Rencontre avec Kenneth White Rencontre avec Kenneth White : Les cygnes sauvages

"Comment l'oiseau en cage peut-il comprendre les aspirations du cygne sauvage ? "

Koan Zen du maître Obscurité Blanche

Elégie, nostalgie, cela est fort ici, à Tokyo . Les derniers refuges de l’âme — on risque de s’y laisser engloutir. C’est pour cela que je veux aller vers le nord, peut-être pour y retrouver quelque chose, peut-être pour perdre quelque chose, avec cent poèmes en tête :

Encore une fois, encore une fois

me voici traversant

le pont de Hamama

les gens doivent penser

que je parcours le monde entier .


Au-dessus de la terre

des paquets de brume

au-dessus de la mer

des hordes de mouettes

c’est un bien beau pays

que ce pays de Yamato


Du cap de Naniwa

à la beauté merveilleuse

où je me tiens en cet instant

j’embrasse du regard le pays tout entier

il y a l’île d’Awa

l’île d’Onogoro

l’île d’Ajimasa

et l’île de Saketsu.


À Suminoe

tandis que le vent d’automne

souffle à travers les pins

on entend le grondement

de la mer aux vagues blanches .

Marée haute, marée basse

baies et rivages

oh, je veux aller les voir

toutes ces îles

ce millier d’îles!


J’aime la sensation géographique de ces poèmes, j’aime la fraîcheur de perception qu’ils dégagent .

Soudain Kenji lâcha :

« Nous avons trahi le vrai monde .

—Le vrai monde? Qu’est-ce que c’est ?

—Je ne sais pas. Mais ce n’est pas ça —et il fit un geste de la main en direction de l’autoroute .

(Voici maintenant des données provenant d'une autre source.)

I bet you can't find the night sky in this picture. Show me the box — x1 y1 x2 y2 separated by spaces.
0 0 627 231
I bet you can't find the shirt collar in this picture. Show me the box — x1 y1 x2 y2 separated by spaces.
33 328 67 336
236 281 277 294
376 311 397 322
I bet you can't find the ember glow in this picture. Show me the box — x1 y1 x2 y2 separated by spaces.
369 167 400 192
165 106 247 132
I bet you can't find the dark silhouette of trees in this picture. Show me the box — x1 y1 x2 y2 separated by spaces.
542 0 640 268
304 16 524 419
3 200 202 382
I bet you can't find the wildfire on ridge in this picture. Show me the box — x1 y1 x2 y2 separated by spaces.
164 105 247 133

—Eh bien, peut-être que nous y reviendrons . Ce truc dingue ne pourra pas durer longtemps . Ça pètera un de ces jours, bientôt .

—Trop fort et trop tard .

—Pas si on garde ouvertes d’autres routes .

—Garder ouvertes d’autres routes?

Kenji se mit à ruminer . J’étais moi-même moins optimiste que j’en avais l’air .

Huit heures, par un matin pluvieux d’octobre, sur l’autoroute de Tôhoku .

Pages 50-51.(Première édition en 1990, réédité en2013)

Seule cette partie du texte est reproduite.